PHILIP: Well, that's one of the core functions of what we do in public health and the health department, is monitoring that assessment piece. And so, having the data systems where we're monitoring is there a spike in increase in the number of deaths due to something or you know illnesses. And we work very closely with the physicians, other health care professionals, the laboratories, on getting those reports. You know, so those early reports are some of the ways that these are initially identified. And so, when we get something of concern, then the epidemiologists, the disease detectives that we have in public health, are the ones who will interview those initial cases. Again, if it's a brand-new thing, to do some hypothesis generating. You know what are the, what was this person exposed to, and get very thorough histories. Try to find linkages and connections between cases, identify you know mode of spread, and what treatment, all these sorts of things. And then part of our messaging is, you know, get the information out to the health care community and physicians, if we know here's how to treat it, here's how these should be assessed, here's what laboratory specimens need to be collected for these things. All of that is part of what we do in public health as part of being prepared and then the intervention activities. You know, what control measures do we need to implement and how do we work that. How do we work with the pharmacies? How do we work with distribution of vaccines? Things like that are, you know, part of that response.
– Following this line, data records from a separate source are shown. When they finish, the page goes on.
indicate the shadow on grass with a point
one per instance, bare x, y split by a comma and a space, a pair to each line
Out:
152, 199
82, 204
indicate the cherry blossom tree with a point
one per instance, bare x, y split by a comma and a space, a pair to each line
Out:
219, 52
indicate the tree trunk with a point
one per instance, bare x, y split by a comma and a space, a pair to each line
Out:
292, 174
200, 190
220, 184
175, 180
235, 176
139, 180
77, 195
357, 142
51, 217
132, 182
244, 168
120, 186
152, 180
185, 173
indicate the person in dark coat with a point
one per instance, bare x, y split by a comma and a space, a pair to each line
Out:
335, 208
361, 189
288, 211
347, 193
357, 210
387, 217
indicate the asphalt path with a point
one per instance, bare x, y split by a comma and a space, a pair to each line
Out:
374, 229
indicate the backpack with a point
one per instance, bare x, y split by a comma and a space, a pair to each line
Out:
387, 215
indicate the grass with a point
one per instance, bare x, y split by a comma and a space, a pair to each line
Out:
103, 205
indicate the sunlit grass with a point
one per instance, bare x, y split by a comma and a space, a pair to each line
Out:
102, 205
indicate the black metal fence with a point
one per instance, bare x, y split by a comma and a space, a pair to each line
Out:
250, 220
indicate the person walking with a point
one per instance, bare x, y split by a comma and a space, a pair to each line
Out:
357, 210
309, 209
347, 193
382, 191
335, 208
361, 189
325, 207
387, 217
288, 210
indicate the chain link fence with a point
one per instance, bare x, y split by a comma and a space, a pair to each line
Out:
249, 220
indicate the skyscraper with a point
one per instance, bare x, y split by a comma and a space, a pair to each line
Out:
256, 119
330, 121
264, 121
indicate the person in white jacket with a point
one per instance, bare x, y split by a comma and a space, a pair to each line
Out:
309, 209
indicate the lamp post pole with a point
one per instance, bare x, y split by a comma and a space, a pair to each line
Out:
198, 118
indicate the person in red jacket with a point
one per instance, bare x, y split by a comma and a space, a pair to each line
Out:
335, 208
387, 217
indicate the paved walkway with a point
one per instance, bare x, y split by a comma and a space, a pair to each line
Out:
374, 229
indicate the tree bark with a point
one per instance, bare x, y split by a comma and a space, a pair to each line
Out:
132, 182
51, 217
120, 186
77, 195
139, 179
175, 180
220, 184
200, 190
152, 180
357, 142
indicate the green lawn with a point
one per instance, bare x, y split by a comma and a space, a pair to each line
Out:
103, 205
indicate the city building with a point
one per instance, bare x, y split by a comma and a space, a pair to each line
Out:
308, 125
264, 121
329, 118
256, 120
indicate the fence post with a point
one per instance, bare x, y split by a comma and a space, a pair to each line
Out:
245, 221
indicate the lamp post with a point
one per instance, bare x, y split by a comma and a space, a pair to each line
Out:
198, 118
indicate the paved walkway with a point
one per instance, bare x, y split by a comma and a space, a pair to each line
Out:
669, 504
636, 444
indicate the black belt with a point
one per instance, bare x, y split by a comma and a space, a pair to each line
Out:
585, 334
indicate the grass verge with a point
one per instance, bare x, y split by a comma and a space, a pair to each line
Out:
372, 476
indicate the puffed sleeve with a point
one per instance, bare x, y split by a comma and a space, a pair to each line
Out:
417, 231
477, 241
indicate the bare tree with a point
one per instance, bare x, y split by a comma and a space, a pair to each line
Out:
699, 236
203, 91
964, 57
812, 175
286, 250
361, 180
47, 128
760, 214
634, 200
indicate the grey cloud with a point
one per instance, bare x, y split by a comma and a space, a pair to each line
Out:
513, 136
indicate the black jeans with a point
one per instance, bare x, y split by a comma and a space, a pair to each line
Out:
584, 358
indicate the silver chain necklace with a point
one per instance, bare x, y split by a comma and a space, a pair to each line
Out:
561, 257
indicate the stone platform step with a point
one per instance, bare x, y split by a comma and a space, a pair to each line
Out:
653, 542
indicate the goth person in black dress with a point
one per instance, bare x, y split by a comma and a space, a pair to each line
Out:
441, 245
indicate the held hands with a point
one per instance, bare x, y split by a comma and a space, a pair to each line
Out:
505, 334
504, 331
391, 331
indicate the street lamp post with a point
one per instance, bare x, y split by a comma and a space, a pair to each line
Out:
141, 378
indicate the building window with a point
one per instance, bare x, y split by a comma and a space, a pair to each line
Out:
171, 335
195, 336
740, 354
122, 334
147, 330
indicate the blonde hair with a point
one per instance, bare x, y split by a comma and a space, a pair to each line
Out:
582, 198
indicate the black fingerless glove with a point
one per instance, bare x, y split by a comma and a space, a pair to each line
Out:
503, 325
SHARA: So, that's a pretty important role that Health and Human Services plays. And are you comfortable you're getting all the information that you need from the medical community?
PHILIP: You know, we're trying to build the data systems so that we can get the best information we can. In Dallas, we have a great working relationship with our physicians, with our medical community, the county medical society. So, we get excellent reporting. I think that, in some of the issues, sometimes the numbers even come out higher in our area. Like for instance this latest, the vaping respiratory illnesses related to that, we have higher numbers here and we really attribute it because we have such a great working relationship with the community and we get these reports very quickly very comprehensively.
SHARA: That's good news. So, you've got a lot of people. I think you said about 500 professionals, who work in Dallas County Health and Human Services and some of them are what we describe as disease detectives. Tell me about a day in the life of a disease detective.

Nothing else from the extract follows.